The File Transfer Protocol (FTP), although an older technology, is still very popular and is used routinely by IT departments and businesses worldwide. Even so, many users of FTP do not fully understand the difference between two of its basic configuration options: Active mode and Passive mode. I, being one of those people until a few years ago when I took on an FTP related project, intend to explain the details behind them.
FTP uses two communication paths (also know as “channels”) in order to accomplish its goal of transferring files from one location to another. The first is the control channel which is used to send FTP commands back and forth from the client and server. This connection is commonly made to port 21 of the server. The other channel, known as the data channel, is used to transmit the raw data of the files being sent. The server port used for this channel depends largely on what communication mode is being used, Active or Passive. The default mode in FTP is Active mode, however, when configuring a connection most clients will ask you if you want to use Active or Passive. When you select Active or Passive mode you are specifying how you want the client and server to negotiate what ports to use when establishing the data channel.
In Active mode, the client sends the server a message on the control channel that contains what port (on the client) the server should connect to. The server then responds by connecting to that port to establish the data channel. In contrast, Passive mode requires the server to send a message referencing a port number (on the server) that the client should connect to. The client then responds by connecting to that port on the server. An easy way to remember which mode is which is to associate the mode with how the server behaves. When in Active mode, the server actively makes the data channel connection to the client. When in Passive mode the server behaves passively and waits for the client to connect to it.
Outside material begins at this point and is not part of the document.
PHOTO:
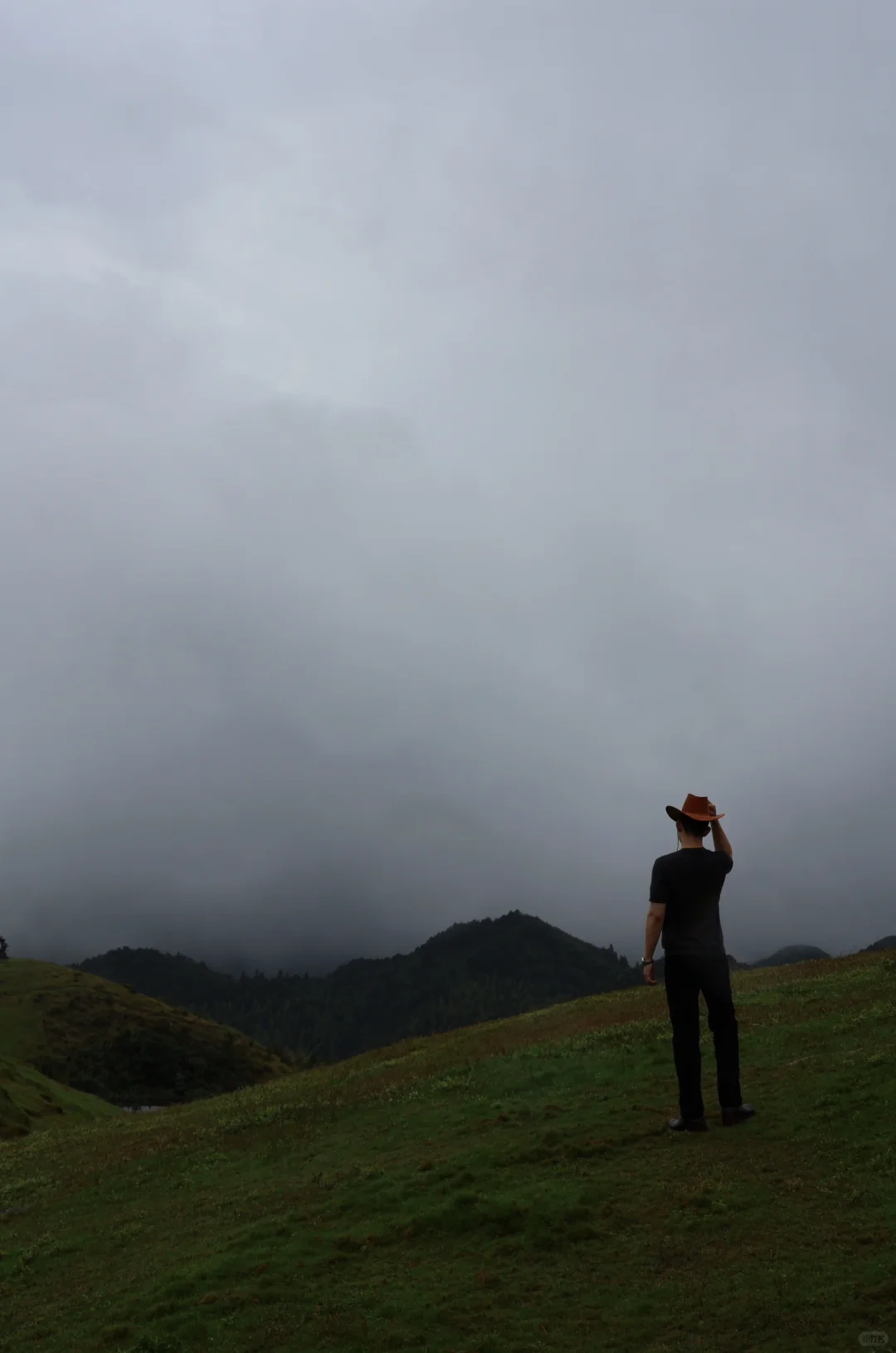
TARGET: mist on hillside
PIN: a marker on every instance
(433, 440)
Now that you know the difference between them you might be wondering, why the need for two modes? The problem arises when you throw firewalls into the mix. In Active mode, the server makes the connection to the client and even though the client ftp program knows what port the server is going to attempt to connect to (because the client chose it and told the server which one) the clients firewall knows nothing about it. All it sees is a new connection trying to be made to a machine it’s protecting. Passive mode remedies this (as far as the client is concerned) by having the client being the one that connects to the server on a port the server specifies. However, in this case, the server’s firewall may now block the connection due to the same reasoning. In either case, one of the firewalls would need to allow connections on a wide range of ports to pass through, which, as you can imagine is not a popular idea with a lot of security admins. Fortunately, there are ways around this by means such as ftp proxies or smart firewalls that analyze ftp command packets to sniff out expected incoming connections and then dynamically opening the specified port. This, however, becomes complicated when using a secured version of ftp where the packets are now encrypted and unable to be sniffed by the firewall. That is a discussion for another day.